Department of Housing and Construction

Department overview
- Formed: 5 December 1978
- Preceding Department: Department of Construction Department of Environment, Housing and Community Development;
- Dissolved: 7 May 1982
- Superseding Department: Department of Social Security (Australia) Department of Industry and Commerce (II) Department of Transport and Construction;
- Jurisdiction: Commonwealth of Australia
- Ministers responsible: Ray Groom, Minister (1978–1980); Tom McVeigh, Minister (1980–1982);
- Department executives: George Warwick Smith, Secretary (1978–1980); Collin Freeland; Secretary (1980–1982);

= Department of Housing and Construction (1978–1982) =

Former Australian government department (1978–1982)
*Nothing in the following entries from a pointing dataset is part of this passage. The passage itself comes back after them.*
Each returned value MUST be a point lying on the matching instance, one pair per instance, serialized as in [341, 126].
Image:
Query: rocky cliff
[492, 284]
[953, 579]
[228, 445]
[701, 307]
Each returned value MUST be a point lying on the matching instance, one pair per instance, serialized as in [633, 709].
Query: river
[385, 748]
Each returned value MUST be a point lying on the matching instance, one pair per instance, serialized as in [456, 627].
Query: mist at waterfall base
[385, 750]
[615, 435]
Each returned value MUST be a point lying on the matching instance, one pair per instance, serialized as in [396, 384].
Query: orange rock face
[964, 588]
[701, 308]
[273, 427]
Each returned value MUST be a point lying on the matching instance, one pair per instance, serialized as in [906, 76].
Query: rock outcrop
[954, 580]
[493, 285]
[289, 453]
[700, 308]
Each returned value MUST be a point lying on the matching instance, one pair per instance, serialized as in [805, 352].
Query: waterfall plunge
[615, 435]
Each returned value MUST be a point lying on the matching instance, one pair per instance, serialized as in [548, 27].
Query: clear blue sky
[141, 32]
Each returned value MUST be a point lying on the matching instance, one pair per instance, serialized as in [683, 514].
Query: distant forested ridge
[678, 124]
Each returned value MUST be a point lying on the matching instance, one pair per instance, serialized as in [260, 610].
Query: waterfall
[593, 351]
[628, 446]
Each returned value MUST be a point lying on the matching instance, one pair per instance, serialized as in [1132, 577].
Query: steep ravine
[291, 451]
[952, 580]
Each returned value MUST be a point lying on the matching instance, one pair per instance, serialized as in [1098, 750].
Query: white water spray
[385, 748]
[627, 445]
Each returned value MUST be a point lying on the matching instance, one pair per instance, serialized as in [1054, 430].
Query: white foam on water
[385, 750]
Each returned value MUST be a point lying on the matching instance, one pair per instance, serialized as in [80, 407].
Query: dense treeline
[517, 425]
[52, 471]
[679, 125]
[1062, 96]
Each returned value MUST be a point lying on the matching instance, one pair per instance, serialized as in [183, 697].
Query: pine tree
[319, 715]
The Department of Housing and Construction was an Australian government department that existed between December 1978 and May 1982.

==Scope==
Information about the department's functions and government funding allocation could be found in the Administrative Arrangements Orders, the annual Portfolio Budget Statements and in the Department's annual reports.

The functions of the Department at its creation were:
- Planning, execution and maintenance of Commonwealth Government Works
- Housing
- Building industry
- Design and maintenance of furniture, furnishings and fittings for the Commonwealth Government

==Structure==
The Department was a Commonwealth Public Service department, staffed by officials who were responsible to the Minister for Housing and Construction.